Try and move your feet instead of using a digital zoom on your smartphone camera. Quality rapidly declines using this method as the phone is just zooming closer into the pixels, meaning the image is going to get grainy and pixelated.
By moving your feet you can create a stronger composition and make sure there are no distractions, taking away from the main subject. A top tip for portraits is to take the photo at the subject's eye level. This works great with both humans and animals and will really enhance your portraits.
Another tip is to use your phone in landscape as well as portrait.

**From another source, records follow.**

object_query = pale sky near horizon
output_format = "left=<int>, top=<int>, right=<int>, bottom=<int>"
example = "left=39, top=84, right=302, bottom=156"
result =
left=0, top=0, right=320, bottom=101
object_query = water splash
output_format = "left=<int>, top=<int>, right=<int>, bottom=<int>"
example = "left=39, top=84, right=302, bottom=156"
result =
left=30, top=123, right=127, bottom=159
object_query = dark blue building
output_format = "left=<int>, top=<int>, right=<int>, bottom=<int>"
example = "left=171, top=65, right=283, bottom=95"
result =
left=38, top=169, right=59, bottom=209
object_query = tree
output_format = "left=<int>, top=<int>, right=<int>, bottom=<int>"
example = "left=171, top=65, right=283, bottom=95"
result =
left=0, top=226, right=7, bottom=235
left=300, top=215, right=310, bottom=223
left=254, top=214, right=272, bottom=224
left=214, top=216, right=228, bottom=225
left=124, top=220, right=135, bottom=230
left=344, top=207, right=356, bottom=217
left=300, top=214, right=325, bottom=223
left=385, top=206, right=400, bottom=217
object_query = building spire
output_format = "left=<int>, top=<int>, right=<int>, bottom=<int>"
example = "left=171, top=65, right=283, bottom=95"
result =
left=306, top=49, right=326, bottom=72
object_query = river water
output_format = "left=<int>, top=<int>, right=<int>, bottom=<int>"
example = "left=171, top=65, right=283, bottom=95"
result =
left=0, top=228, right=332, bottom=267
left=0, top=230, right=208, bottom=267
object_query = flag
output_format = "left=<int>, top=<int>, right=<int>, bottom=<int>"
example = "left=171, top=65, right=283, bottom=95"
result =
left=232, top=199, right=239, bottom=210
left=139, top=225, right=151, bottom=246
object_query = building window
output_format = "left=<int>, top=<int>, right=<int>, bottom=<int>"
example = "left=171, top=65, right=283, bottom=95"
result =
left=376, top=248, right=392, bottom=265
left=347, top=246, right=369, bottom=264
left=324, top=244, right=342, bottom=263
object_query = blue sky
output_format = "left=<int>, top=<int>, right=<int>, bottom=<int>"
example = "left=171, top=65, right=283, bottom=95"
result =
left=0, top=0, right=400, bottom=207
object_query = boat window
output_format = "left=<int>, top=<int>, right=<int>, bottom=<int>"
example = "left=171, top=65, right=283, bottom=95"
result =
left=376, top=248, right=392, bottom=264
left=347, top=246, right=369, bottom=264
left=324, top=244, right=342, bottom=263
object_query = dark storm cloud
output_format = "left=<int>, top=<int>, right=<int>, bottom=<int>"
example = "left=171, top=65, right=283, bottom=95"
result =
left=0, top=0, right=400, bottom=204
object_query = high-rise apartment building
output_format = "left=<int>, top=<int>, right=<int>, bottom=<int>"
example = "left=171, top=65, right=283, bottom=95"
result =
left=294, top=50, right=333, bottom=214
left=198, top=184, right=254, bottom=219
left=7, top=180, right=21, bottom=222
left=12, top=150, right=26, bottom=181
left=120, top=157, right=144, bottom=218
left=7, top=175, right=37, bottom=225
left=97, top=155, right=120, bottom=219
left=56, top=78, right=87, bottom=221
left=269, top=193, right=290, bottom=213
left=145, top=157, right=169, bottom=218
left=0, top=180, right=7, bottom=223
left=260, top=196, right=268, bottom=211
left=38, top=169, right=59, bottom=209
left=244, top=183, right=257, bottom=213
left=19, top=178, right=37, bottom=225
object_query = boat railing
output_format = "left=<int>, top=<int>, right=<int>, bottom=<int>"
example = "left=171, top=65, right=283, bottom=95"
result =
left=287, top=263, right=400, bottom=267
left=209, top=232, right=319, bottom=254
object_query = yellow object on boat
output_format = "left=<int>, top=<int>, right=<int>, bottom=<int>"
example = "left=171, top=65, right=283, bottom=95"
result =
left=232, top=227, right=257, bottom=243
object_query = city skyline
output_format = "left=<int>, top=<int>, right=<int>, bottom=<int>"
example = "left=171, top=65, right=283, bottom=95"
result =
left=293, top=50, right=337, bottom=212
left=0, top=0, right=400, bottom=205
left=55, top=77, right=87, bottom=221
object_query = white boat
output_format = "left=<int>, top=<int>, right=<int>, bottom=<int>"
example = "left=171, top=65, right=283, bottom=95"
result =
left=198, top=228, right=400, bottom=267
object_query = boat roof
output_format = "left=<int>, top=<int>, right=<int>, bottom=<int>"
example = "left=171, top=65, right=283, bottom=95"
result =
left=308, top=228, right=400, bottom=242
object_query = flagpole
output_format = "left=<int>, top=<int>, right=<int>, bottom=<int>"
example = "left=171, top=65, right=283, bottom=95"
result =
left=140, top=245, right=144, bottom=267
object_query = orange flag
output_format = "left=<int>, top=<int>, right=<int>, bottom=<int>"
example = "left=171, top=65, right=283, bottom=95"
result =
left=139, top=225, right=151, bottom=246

People often forget to turn their phone on its side to get a better composition.
5. Use the focus box and exposure slider
To focus your subject, you just simply tap once on your screen where you want the photograph to be in focus. This will ensure the subject is the sharpest part of the photograph. If you don’t do this the smartphone can miss the subject and focus on the background leaving your subject slightly blurred.
The exposure slider will make your photo lighter or darker. Smartphones have got a lot better at exposing scenes correctly, but sometimes it needs fine tuning. Shooting into the sun, or night photography is a time when the exposure might need adjusting slightly. On an iPhone, you adjust the brightness after you’ve tapped the focus, you’ll see a little sun symbol which you just drag up or down. It’s similar for Android phones too! Tap once to focus then adjust the light via a slider that pops up.
6. Keep your phone still!
When photographing in darker, lower light situations your camera has to slow the shutter speed to absorb more light. The problem with this is that slow shutter speeds can mean blurry photos if you accidentally move the camera while taking the shot. Therefore it is good practice to steady your hands and breathing to keep your phone perfectly still. I sometimes rest the phone against a wall or on top of something sturdy. I have even rested it on my shoulder to create more stability. You will see great improvement in your night photography by keeping things perfectly still. Even better, you can purchase a mini phone tripod to do this for you.
Just to recap
Applying these techniques should really improve your smartphone photography and take it to the next level. You will also notice that you are consistently getting good shots and less photos are going in the trash bin due to ‘missed’ or poor quality shots.
Here’s a quick checklist to summarise the above points:
1) Keep your lens clean by wiping it
2) Use the right camera mode for the job, different modes product different results
3) Use a grid to keep your pictures straight
4) Move your feet instead of relying on the in-built low quality zoom function
5) Use the focus box and exposure slider
6) Keep your phone as still as possible!